I left feeling like the bank didn’t care whether I was their customer or not. And honestly? They confirmed it. That’s the thing about a bad interaction: it doesn’t just fail to add value, it actively subtracts it. I didn’t forget that visit. I still haven’t.

 

The $300 Order Nobody Else Wanted

Years ago, back in my promotional product days, I got a call about a $300 order of Bic pens. In that industry, small orders were (maybe still are) a headache. They take the same time and effort as a $10,000 order, so most dealers pass on them without a second thought.

I took it. I delivered it well.

After the product delivery the client told me that she’d called three competitors, and every single one turned her down for being too small. But, I picked up, late on a Friday afternoon, with a pleasant voice and graciously accepted the order. Believe me, I was as ready as anyone to get home that Friday afternoon. She worked for a company called OmniPoint, which was acquired by VoiceStream, which was later acquired by T-Mobile. She let me in on something I never forgot: she gave small orders to vendors specifically to test their customer service. Her logic was simple. If a vendor won’t exceed expectations on a small order, why would you ever trust them with a massive one? That Friday afternoon, the client, whom the others had turned down, became a million-dollar customer.

That $300 order wasn’t a favor I did for her. It was an audition. And it’s still one of the clearest lessons I’ve ever gotten in how customer service actually works: people watch what you do when the stakes look low. That’s when your real standard shows up.

 

What “Wowed” Actually Sounds Like

More recently, a potential member of the 5FT View Fractional Expert Collective told me he’d spent months evaluating the fractional marketplace, weighing where to plant his flag.

He chose 5FT View. Not because of a feature comparison or a pricing sheet. He chose us because I took the time to answer every question until he felt comfortable and it felt genuine. I didn’t sell to him. I simply offered ways I thought we could help. He said it was because our offerings flex for both fractionals and clients instead of forcing everyone into one rigid mold. Because it was clear we cared about the best interest of everyone at the table, not just the deal in front of us. And because our pricing reflected real value instead of a markup.

His word for it was “wowed.”

That word doesn’t come from automation. It doesn’t come from being the cheapest option in the room. It comes from a human interaction where someone genuinely felt considered.

 

The Pattern

Three stories. Decades apart. Same lesson.

The bank teller lost nothing tangible that day. No refund, no complaint, no consequence she could see. But she lost a customer’s trust, and trust doesn’t come back with an apology email. The thing is, the bank allowed that behavior. Have you been paying attention to the way your team treats your customers?

The client testing vendors with a small order wasn’t being difficult. She was being smart. She knew that character shows up in the small moments, not the big pitches.

And the fractional executive who chose 5FT View didn’t pick us because we were the most efficient option on paper.

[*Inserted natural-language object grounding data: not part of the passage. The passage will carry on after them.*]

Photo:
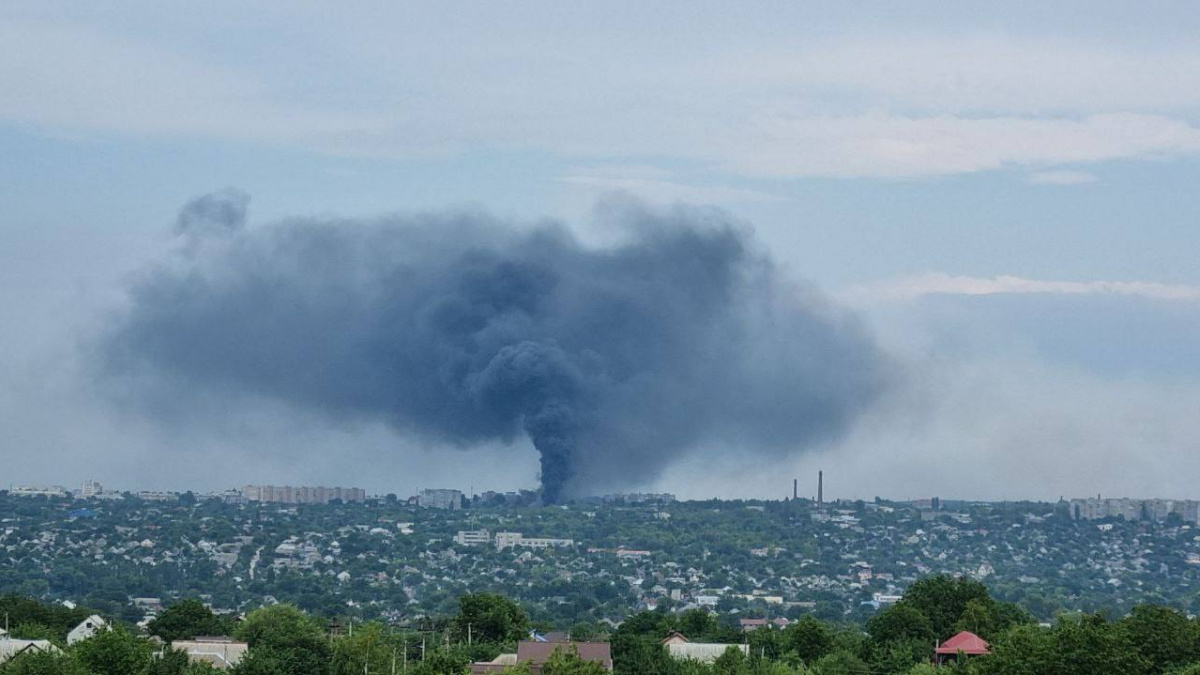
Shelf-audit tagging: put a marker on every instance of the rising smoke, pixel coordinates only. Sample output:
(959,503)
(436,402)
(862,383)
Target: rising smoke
(463,329)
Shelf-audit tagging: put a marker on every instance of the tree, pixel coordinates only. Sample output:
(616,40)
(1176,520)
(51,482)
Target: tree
(1021,650)
(185,620)
(900,622)
(809,638)
(1096,646)
(366,651)
(43,663)
(283,639)
(943,599)
(840,663)
(490,617)
(568,662)
(114,651)
(1164,637)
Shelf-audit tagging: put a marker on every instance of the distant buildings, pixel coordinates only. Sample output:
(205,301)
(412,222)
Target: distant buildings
(639,499)
(90,489)
(289,495)
(473,537)
(509,539)
(87,628)
(37,491)
(447,500)
(1135,509)
(220,652)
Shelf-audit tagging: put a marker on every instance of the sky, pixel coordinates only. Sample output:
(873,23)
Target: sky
(1003,195)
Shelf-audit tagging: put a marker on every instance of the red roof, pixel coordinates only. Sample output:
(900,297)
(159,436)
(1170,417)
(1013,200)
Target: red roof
(966,643)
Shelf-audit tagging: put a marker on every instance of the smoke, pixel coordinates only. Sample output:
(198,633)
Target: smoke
(463,329)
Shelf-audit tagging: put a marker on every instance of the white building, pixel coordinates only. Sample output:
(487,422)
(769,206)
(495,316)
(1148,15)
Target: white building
(87,628)
(37,491)
(505,539)
(220,652)
(448,500)
(11,647)
(473,537)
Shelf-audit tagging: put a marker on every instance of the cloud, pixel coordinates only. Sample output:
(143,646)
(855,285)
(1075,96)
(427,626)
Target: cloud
(935,284)
(883,145)
(1062,178)
(658,186)
(857,106)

He picked us because he felt genuinely cared for, and that feeling was worth more to him than a lower price tag and a fancier website would have been.

 

 

Why This Matters More Now, Not Less

In a market flooded with automation, low-cost providers, and AI-generated everything, genuine and sincere human interaction has become rare. And rare things become valuable.

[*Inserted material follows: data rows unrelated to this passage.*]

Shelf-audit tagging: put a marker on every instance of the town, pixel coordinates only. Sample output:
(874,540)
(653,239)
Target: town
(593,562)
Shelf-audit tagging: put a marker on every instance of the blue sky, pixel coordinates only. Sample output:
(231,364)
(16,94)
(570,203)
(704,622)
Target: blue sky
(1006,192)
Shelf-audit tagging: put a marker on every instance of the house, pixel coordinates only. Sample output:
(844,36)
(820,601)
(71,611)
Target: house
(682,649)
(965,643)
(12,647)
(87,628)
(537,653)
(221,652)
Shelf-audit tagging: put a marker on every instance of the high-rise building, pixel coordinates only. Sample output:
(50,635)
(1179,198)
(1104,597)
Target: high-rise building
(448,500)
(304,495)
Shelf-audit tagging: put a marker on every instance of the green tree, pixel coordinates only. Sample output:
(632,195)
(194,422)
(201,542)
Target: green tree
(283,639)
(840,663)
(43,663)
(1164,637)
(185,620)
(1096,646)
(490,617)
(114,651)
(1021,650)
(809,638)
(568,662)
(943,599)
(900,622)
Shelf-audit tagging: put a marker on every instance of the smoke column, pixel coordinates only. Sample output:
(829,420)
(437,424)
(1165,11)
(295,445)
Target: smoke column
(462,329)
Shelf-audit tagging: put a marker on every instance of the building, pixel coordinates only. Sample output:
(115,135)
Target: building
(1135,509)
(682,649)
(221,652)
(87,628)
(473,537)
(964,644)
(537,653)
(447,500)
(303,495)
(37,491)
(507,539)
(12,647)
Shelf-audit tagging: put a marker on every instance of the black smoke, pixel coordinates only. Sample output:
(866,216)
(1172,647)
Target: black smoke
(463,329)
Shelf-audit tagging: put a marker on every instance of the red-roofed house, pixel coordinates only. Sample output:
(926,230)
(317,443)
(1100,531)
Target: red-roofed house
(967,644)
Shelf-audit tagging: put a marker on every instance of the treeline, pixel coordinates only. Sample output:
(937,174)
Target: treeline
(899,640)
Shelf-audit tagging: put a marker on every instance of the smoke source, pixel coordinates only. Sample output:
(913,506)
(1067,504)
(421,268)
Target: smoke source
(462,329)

This isn’t an argument against efficiency. It’s an argument against mistaking efficiency for the whole game. Cost and speed get you in the door. They don’t make anyone come back, and they definitely don’t make anyone tell their friends about you.

Customer service, real customer service, where someone feels seen and prioritized, remains the number one differentiator in a competitive market. It always has. It’s just gotten more rare, which means it’s gotten more powerful.

So the question isn’t whether you can compete on price or speed. Someone will always undercut you there. The question is simpler than that: when someone hands you a small order, a first conversation, a moment that doesn’t look like it matters, what do you do with it?

That’s the whole business, right there.